Middleware Descriptors
A message handler can set a descriptor upon itself. This is metadata which tools.nrepl uses to order middleware automatically and generate documentation.
:requires
This specifies middleware which must be present before
this middleware in the stack. Specifying a string indicates that
anything which provides this op must be present, you can also also use
vars here.
:expects
This specifies middleware which must be present after this
middleware in the stack. Again, use vars or strings here.
:handles
This is a documentation key. It includes text strings for
human explanations of your returns, arguments, etc.
Using the :requires
and :expects
key, tools.nrepl is able to
automatically order the middleware and handlers automatically. This is
why you do not have to manually order middleware like so in
.lein/profile.clj
:
:nrepl-middleware (cider (pr-values (eval)))
Practical Example: Piggieback
Piggieback is an nREPL middleware by Chas Emerick. It underlies the ability to execute Clojurescript over the nREPL. It’s used in figwheel and boot-cljs-*
To launch a Piggieback session you clone the current nREPL session, and update a dynamic var in Piggieback. The dynamic var stores a repl env, which is a clojurescript protocol for evaluation.
Piggieback uses the nREPL middleware dependency system to specify that
eval
should be after it in the chain. This allows it to “hijack” an
incoming eval
. It will use it’s dynamic vars to determine whether or
not Clojurescript is activated.
If it’s dynamic var is set, it will use the clojurescript api to send code to the repl-env. Usually, it’s a browser env, so it will be sent to your browser for evaluation, the result will be captured by the javascript & sent back.
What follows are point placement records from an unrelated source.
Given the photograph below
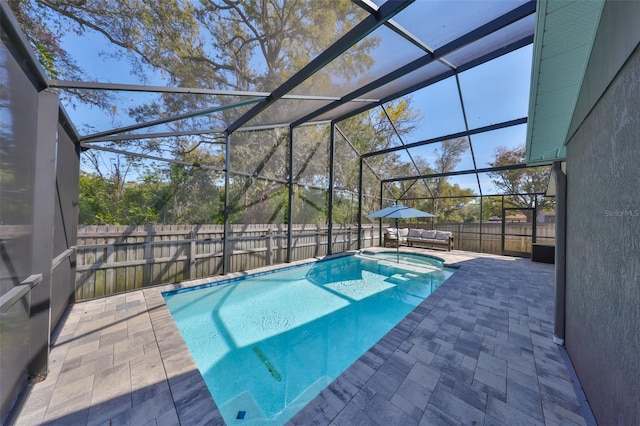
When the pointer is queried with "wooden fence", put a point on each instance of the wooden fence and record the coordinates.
(115, 259)
(467, 236)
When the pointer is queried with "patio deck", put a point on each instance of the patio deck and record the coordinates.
(478, 351)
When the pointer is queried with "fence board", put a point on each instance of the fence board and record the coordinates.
(113, 259)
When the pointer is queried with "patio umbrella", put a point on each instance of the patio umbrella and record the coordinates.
(396, 212)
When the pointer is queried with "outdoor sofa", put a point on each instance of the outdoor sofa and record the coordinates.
(418, 237)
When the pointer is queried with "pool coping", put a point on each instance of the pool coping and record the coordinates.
(122, 360)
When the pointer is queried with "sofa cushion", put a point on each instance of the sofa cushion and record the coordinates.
(443, 235)
(429, 235)
(415, 233)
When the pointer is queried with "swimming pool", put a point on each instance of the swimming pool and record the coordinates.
(266, 345)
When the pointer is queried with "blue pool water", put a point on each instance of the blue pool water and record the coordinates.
(267, 345)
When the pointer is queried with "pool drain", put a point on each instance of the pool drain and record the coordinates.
(274, 372)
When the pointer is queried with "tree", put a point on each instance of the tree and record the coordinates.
(448, 156)
(246, 45)
(525, 187)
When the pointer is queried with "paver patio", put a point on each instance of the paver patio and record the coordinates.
(478, 351)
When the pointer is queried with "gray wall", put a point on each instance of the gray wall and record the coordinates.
(603, 250)
(38, 223)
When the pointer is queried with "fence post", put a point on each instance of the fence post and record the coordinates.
(269, 247)
(109, 274)
(192, 255)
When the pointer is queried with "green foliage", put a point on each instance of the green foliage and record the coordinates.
(521, 182)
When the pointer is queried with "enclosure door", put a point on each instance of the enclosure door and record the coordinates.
(518, 231)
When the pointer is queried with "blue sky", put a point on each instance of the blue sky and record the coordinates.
(493, 92)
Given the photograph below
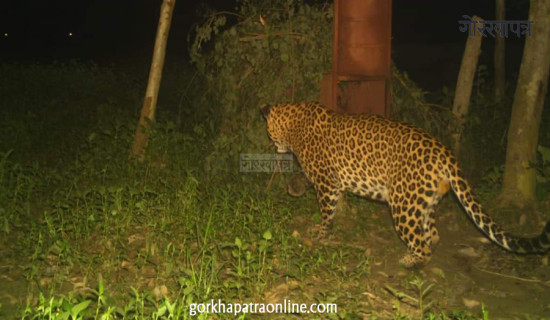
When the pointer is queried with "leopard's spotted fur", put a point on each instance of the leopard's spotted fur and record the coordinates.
(385, 160)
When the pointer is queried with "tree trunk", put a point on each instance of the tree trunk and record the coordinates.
(499, 54)
(155, 75)
(519, 180)
(464, 83)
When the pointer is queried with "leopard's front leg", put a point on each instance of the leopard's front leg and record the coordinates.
(328, 198)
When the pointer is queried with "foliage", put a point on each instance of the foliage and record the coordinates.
(408, 104)
(265, 52)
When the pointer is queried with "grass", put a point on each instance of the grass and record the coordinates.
(86, 234)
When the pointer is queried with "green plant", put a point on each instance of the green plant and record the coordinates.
(264, 52)
(421, 291)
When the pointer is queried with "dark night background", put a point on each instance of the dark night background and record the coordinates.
(426, 40)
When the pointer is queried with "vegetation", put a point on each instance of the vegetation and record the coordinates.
(86, 234)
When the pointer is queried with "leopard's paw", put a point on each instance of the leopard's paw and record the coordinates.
(318, 232)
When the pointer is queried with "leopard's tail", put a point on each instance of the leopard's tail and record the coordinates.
(487, 225)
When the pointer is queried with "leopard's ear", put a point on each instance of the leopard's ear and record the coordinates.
(265, 110)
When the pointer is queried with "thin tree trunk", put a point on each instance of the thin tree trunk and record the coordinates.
(464, 83)
(155, 75)
(499, 54)
(519, 179)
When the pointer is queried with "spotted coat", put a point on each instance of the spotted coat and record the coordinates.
(388, 161)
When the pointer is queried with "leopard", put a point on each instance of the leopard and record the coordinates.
(385, 160)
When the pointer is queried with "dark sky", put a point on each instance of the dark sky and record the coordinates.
(118, 29)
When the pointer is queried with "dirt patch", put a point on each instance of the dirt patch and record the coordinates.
(467, 271)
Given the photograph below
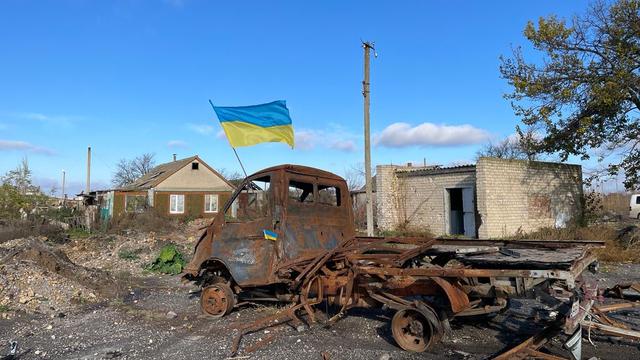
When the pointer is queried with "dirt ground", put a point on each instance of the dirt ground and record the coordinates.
(136, 314)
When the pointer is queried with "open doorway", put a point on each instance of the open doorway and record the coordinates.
(460, 212)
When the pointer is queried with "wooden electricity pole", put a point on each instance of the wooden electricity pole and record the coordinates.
(88, 189)
(64, 196)
(367, 46)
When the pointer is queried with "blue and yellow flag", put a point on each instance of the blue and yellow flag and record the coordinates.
(270, 235)
(250, 125)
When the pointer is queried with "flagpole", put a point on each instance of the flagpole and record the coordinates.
(242, 166)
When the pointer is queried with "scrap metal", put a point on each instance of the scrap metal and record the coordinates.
(316, 258)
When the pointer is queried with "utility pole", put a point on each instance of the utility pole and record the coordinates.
(64, 196)
(367, 46)
(88, 170)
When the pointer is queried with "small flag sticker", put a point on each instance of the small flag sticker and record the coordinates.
(270, 235)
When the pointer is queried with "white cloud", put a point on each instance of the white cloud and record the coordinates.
(16, 145)
(343, 145)
(175, 3)
(177, 144)
(428, 134)
(335, 139)
(204, 129)
(64, 120)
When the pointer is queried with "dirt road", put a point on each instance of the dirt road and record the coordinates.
(158, 318)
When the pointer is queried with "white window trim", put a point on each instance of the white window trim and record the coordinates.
(171, 211)
(126, 201)
(205, 203)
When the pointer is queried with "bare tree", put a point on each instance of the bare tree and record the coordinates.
(514, 147)
(231, 175)
(128, 171)
(20, 178)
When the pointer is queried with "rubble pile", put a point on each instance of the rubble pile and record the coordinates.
(37, 277)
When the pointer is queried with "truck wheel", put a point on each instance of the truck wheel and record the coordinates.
(217, 300)
(416, 330)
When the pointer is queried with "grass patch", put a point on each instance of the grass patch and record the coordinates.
(126, 254)
(170, 261)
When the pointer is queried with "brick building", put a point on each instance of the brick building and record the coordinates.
(494, 198)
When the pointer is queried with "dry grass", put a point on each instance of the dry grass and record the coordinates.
(146, 221)
(620, 245)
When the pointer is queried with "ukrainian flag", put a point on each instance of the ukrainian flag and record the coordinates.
(250, 125)
(270, 235)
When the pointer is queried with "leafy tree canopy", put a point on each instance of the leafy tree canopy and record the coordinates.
(584, 97)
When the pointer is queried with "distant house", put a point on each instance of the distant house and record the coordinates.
(491, 199)
(181, 188)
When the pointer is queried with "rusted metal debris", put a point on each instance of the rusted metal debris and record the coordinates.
(287, 235)
(624, 291)
(530, 348)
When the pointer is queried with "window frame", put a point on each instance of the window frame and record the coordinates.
(177, 196)
(217, 197)
(297, 202)
(126, 201)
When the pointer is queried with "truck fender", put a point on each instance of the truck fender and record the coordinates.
(216, 265)
(458, 299)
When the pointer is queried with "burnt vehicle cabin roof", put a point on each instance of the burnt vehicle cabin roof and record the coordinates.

This communication is done via websockets, out of band.
This setup allows you to evaluate Clojure and Clojurescript in the same nREPL, by changing the session you’re using to control where the evaluation happens.
CIDER-nrepl’s place in all this
CIDER-nrepl provides a lot of functionality which works around the
limitations imposed by bencode, providing additional semantic data not
available when using eval
. All eval
responses get “pr-str“‘d
in order to prevent issues with encoding.
For example, it turns the classpath into a bencode list, as opposed to
to the string "(\"src/\" \"resources/\")"
that you’d get from using
eval to do the same thing.
It also bundles dependencies in a unique way, via Mr. Anderson, so that they don’t conflict with your project. This means for example, that it brings tools.namespace in order to provide a refresh, without conflicting with the version already in your project.
The open design of CIDER-nrepl has allowed unexpected clients such as vim-fireplace to have a number of additional features with only integration effort.